Рамиз Абуталыбов: картинки из прошлого

Первым человеком, который говорил со мной о прошлом, стала бабушка с маминой стороны. Она родилась в Ичери шехер в 1870 году и вспоминала, как ходила с соседками стирать белье на море, которое тогда плескалось у подножия Девичьей башни. С тех пор история для меня – не слова из учебника, а яркие картинки, оживающие в памяти.

Иллюстрация: Катя Толстая

Рамиз Абуталыбов - советский и азербайджанский дипломат. Дважды был командирован от СССР в штаб-квартиру ЮНЕСКО, где проработал в общей сложности больше 15 лет. Внес огромный вклад в изучение азербайджанской и русской эмиграции. Участвовал в подготовительных работах по включению во Всемирный список наследия ЮНЕСКО памятников культуры Азербайджана – Ичери шехер и мугама.

В конце XIX века бабушка стала свидетельницей того, как Баку из провинциального городка превратился в мегаполис. Предыстория такова: в 1859 году в столице губернии Шемахе произошло землетрясение, разрушившее город. Центр губернии перенесли в Баку, соответственно, и губерния стала называться Бакинской. Вскоре после этого в Баку начался нефтяной бум, и город стал расти еще быстрее. Сюда поехали жить и работать тысячи людей.

Среди них был и мой дед, родившийся в поселке Мехеммеди рядом с «горящей горой» Янардаг. Как многим коренным бакинцам, бабушке был не чужд снобизм, и она чувствовала некоторое превосходство над своим «деревенским» мужем. Хотя расстояние от Мехеммеди до Баку меньше 20 км.

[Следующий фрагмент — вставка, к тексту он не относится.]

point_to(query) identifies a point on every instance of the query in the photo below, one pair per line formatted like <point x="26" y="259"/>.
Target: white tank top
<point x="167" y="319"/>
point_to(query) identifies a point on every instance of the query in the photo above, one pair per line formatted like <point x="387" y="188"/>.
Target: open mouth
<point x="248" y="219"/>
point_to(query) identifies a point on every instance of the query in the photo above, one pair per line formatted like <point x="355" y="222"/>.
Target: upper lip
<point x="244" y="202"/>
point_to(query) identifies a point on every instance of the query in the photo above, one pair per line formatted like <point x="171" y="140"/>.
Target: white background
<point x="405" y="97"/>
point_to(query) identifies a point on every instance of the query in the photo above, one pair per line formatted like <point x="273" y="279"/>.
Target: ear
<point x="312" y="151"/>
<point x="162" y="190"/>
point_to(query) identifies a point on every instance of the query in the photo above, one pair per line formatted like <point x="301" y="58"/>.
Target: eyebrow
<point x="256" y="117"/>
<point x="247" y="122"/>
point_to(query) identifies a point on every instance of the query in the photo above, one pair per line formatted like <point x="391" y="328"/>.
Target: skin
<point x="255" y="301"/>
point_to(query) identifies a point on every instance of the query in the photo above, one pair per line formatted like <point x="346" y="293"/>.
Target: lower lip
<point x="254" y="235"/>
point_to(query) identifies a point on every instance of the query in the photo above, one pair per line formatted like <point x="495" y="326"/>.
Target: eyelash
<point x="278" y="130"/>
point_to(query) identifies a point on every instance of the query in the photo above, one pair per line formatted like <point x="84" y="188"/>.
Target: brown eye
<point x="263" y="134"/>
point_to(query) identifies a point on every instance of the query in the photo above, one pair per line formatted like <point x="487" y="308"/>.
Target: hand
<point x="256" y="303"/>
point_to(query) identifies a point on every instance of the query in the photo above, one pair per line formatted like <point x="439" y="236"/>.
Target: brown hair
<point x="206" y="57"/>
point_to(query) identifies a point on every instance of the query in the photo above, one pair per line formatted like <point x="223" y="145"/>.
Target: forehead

Но гораздо больше, чем «деревенских», было приезжих из разных концов Российской империи и из-за рубежа. Именно тогда Баку, в котором еще недавно жили исключительно азербайджанцы, стал интернациональным городом.

Местные очень тепло приняли приезжих, несмотря на разницу в обычаях, культуре, языке – да во всем. Конечно, не обходилось без стычек и разочарований. Ведь кроме нефтяников, инженеров, врачей и учителей в Баку приехали и представители менее почтенных профессий. Так что если раньше, по словам бабушки, дома и даже магазины закрывались лишь на хлипкие дверные крючки, то теперь пришлось обзавестись амбарными замками. Но в целом отношения между обитателями резко выросшего города сложились хорошие. Взаимоуважение и доброжелательность стали неписаным законом.

***

Вновь прибывшие переселенцы искали жилье рядом со своими земляками – так в Баку появились национальные кварталы. Верхняя часть города осталась азербайджанской. Чуть ниже поселились евреи – ими было большинство бакинских докторов, так что в одном районе компактно проживали врачи самых разных специальностей. Улицу Бондарную (сегодня – проспект Физули) заняли горские евреи. Русские обосновались рядом с предприятиями по переработке нефти, как и иранские азербайджанцы.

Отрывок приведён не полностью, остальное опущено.